MNCs may increase their focus on India by creating subsidiaries or entering into collaborations or licensing arrangement with Indian companies.
With the promulgation of the Patents (Amendment) Ordinance, 2004 (`Ordinance') India has complied with its commitment of introducing the product patent regime in India with effect from January 1, 2005. The agreement on Trade Related Intellectual Property Rights (`TRIPS') had allowed a 10-year window to the developing countries to introduce the patent regime. The protection of their pharmaceutical and agricultural products by the developing countries has always been a contentious issue between them and the developed countries, and in recognizing the sensitivity surrounding this issue, TRIPS had provided for special treatment in respect of such products.

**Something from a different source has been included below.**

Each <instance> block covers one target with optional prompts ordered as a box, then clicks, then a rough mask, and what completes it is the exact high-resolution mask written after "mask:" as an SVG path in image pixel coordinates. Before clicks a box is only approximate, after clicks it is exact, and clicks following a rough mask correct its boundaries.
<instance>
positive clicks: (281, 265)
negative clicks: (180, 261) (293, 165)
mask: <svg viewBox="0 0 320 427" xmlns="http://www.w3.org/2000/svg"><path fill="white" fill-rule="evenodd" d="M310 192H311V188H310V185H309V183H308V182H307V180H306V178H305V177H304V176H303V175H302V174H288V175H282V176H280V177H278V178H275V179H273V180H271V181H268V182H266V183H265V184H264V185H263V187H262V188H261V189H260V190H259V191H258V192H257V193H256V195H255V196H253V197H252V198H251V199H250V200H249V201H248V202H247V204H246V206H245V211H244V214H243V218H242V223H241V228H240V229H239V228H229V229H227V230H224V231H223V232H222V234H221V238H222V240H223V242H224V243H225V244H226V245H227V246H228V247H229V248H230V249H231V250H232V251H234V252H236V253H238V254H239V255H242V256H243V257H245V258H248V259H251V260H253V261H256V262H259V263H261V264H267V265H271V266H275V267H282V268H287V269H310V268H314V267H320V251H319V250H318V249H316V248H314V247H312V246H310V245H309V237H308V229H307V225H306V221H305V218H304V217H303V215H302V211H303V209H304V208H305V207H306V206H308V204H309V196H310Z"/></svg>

Patentable subject matter: The restriction for granting product patent under Section 5 of the Patents Act, 1970 has been removed by the recent ordinance. Therefore, whatever falls within the purview of the definition of `invention' will be patentable in India. The amendment to the Act in 2002 defines invention as "A new product or process involving inventive step and capable of industrial application." Thus, if a product satisfies the tests of patentability, viz., novelty, inventive step (non-obviousness) and industrial application (utility) it can be patented in India. Section 3 of the Act, however, carves out certain exceptions. Under Section 3 (j) "Plants and animals in whole or any part thereof (other than micro-organisms) including seeds, varieties and species and essentially biological processes for the production of plants or animalscannot be patented." This is in line with Article 27.3 of TRIPS. Thus, micro-organisms, which satisfy the patentability criterion may be patented in India. Under Section 3(d) of the Act, the mere discovery of any new property or new use for a known substance is not patentable.